The only real joy in life is the act of giving. Of oneself, of one’s time and one’s property. This is the Christian way and the only caveat is that it is done freely. This is at the heart of where joy lies. When a third party like the state forces the giving, it robs the relationship between the two people in the charitable act, the one giving and the one receiving and the genuine happiness that both receive.

The great American economist Walter E Williams puts the argument like this, and I am paraphrasing, ‘ If I come and point a gun at you and force you to give me your money, which I then give to the homeless person down the street – have I committed a crime? Now if I am the government and force you to give me money on the threat of jail and I give it to homeless person, have I committed a crime? ‘If you are a liberal you would have answered no to both, because the end always justifies the means, even if the means are evil in nature. But practice an evil act like this for long enough and you won’t’ know where to stop.  This kind of means cannot justify the ends.

This is where leftist politicians lose their way. Once they start a tax or a system of money extraction, it can never stop and even the ends become disengaged from reality.  The worthy cause becomes indiscriminately confused with the unworthy.

Alongside the wealth tax headlines, we also have the story of Heather Frost, an unemployed mother of 11 children by several different men, who lives on state benefits and is having a large £400,000 eco house built for her at taxpayer expense.  Frost already has two council houses which are connected together via a door, but alas there is not enough room for the kids AND the menagerie of a wheezy horse (and the attendant vet bills), the £1,000 Macaw, and various other pets. The outrage has been considerable, especially in the light of the downgrading of our AAA UK credit rating by Moody’s. Although this has not been understood by the local politicians who think they are performing a good deed. Well that’s fine. If this is considered a worthy cause, get a charity together and pay the woman’s bills. One or two might even be willing to sell their jewels to finance it. That would be the free thing to do. Those preferring to spend their money on those with unavoidable need, or those that have to restrict the number of children they have because they know they cannot afford more, then that would be the free choice to make.

Taxation takes away our freedom, but more importantly it takes away our humanity. I am not advocating we don’t pay toward the basic infrastructure of society, but we must rediscover what it means to be human which, of course means sharing, but it also means preserving and creating beauty.

We are the only creature on this earth that creates beautiful things. Beauty is what brings us close to our creator. It is that capacity that also brings joy to the human spirit. Tax our treasures to the point where they are not worth having and you end up like a cold war Soviet Union, everyone dressed in grey suits, living in ugly concrete blocks and drinking gallons of vodka to eradicate the bleakness that surrounds.  Live in this long enough and one even loses the inclination to aspiration – to create beauty, wealth, or anything other than eking out your existence until the next payment from those that would steal from others to give to you.

Given the old adage that you get less of what you tax and more of what you subsidise, we are heading straight for a soulless, ugly world.  The only way out is to be more productive, tax less and let people live their own lives.
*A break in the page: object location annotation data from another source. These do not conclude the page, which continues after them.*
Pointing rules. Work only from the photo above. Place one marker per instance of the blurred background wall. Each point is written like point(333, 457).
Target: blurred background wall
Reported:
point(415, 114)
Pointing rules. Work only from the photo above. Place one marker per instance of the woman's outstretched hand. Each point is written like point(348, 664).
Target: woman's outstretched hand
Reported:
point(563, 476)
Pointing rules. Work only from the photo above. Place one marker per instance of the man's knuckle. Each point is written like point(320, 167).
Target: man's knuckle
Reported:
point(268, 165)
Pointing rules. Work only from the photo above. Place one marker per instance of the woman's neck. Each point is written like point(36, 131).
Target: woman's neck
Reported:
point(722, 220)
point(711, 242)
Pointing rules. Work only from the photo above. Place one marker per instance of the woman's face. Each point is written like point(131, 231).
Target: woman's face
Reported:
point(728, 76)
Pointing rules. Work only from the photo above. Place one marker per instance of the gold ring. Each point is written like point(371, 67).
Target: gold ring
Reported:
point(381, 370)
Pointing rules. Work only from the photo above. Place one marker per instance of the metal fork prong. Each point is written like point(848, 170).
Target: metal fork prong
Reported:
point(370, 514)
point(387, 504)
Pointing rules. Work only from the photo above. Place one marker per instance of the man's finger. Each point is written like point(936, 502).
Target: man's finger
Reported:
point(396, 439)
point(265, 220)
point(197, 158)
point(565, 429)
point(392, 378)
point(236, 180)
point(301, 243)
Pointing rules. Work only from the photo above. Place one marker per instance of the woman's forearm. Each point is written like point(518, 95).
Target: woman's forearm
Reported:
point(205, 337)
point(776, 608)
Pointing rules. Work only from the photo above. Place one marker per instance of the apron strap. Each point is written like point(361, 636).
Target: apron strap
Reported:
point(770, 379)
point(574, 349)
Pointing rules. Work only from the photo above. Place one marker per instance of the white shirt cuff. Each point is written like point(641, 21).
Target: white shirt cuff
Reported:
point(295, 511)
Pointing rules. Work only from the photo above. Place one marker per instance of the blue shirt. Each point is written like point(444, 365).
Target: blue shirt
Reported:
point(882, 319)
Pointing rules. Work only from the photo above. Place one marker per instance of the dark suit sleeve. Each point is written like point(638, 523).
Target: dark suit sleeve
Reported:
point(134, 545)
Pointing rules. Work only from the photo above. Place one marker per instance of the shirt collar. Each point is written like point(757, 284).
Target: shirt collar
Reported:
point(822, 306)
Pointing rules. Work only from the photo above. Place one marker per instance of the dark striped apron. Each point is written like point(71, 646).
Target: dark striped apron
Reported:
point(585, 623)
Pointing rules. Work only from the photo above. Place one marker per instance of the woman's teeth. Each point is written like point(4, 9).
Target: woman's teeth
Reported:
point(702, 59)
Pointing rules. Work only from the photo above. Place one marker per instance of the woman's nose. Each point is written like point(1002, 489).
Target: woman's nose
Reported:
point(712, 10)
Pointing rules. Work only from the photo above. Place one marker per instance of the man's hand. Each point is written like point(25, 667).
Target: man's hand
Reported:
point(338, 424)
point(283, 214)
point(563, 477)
The budget in March 2013 is most likely the last opportunity the Conservative Party will have to take a bold step and reduce taxes in order to stimulate the economy and increase tax revenues, but based on their inept performance to date I’m not holding my breath. Maybe I’ll even take up drinking vodka.

Anna Grayson is a senior columnist with the London UK-based expatriate newspaper The Canada Post. Early career was as an Account Director for Grey Advertising in London and Brussels as well as contributing freelance editorial work at Condé Nast Publications, The Montreal Gazette and The Toronto Star.